Question 14: What does the output tell us about the value provided in argv[0]? (2 points)

Question 15: What happens if you remove the parameter NULL from the call to execlp? Why? (2 points)

Next, look at exec2.c, which uses execvp() instead of execlp(). This is the "list" form rather than the "varargs" form. We pass a NULL-terminated array of parameters.

Question 16: Where are the command-line parameters to the program to be executed with execlp specified? (1 point)

Question 17: What happens if you remove the NULL from the definition of myargv? Why? (1 point)

The program exec2nonull.c also "forgets" the NULL in the array, then later adds it in (but not immediately, and tries putting it in a couple different places).

Question 18: Run the program exec2nonull and explain the results. (4 points)

Our last example program is execwithargs, which uses its command-line parameters to determine which program it should become (weird).

Question 19: Use this program to execute procinfo. What command line did you use? What was the output? (2 points)

Question 20: What would happen if we mistakenly use argv[0] for both parameters to the execvp call? (1 point)
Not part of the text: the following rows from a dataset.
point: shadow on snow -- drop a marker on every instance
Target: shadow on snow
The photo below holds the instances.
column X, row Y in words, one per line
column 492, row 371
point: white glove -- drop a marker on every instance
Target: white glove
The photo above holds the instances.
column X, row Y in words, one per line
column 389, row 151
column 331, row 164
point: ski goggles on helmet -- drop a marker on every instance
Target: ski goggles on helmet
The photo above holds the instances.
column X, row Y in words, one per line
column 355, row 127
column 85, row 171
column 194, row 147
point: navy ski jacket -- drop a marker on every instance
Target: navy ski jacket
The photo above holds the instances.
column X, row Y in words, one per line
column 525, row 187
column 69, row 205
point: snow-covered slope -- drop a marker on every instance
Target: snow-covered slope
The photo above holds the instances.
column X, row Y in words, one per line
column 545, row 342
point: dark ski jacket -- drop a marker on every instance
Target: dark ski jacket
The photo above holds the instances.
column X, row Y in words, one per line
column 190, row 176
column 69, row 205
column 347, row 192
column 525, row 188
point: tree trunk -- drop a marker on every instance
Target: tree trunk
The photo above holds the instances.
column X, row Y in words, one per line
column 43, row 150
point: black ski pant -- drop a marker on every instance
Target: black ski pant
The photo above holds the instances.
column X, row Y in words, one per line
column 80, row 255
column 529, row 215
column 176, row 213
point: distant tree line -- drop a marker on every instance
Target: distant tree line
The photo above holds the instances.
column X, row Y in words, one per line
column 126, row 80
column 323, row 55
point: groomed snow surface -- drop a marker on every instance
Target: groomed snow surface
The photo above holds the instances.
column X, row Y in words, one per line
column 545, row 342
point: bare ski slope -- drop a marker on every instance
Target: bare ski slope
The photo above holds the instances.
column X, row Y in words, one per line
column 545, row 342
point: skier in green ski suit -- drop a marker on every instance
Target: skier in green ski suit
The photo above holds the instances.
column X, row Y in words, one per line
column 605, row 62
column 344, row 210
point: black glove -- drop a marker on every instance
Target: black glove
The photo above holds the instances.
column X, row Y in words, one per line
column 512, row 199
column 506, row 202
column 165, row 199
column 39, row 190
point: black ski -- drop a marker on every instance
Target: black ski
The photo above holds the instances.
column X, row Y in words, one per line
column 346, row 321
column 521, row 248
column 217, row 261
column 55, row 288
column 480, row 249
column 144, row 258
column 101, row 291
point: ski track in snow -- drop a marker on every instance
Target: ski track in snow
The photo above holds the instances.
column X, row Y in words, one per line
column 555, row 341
Question 21: Use the program to execute itself 3 times before executing some other program. What command line did you use? What was the output? (3 points)

Practice With exec

Practice Program: Write a program execlsloop.c that loops forever (well, until you kill it) and every 5 seconds, creates a child process that executes ls -l and waits for that child process to finish. You may use any of the class examples as a starting point if you'd like. (10 points)

Submission

Commit and push!

Grading

This assignment will be graded out of 45 points.

Feature	Value	Score
Question 1	1
Question 2	1
Question 3	1
Question 4	2
Question 5	1
Question 6	2
Question 7	4
Question 8	1
`eo.txt` file	2
Question 9	1
Question 10	1
Question 11	1
Question 12	1
Question 13	1
Question 14	1
Question 15	2
Question 16	1
Question 17	1
Question 18	4
Question 19	2
Question 20	1
Question 21	3
`execlsloop.c` program	10
Total	45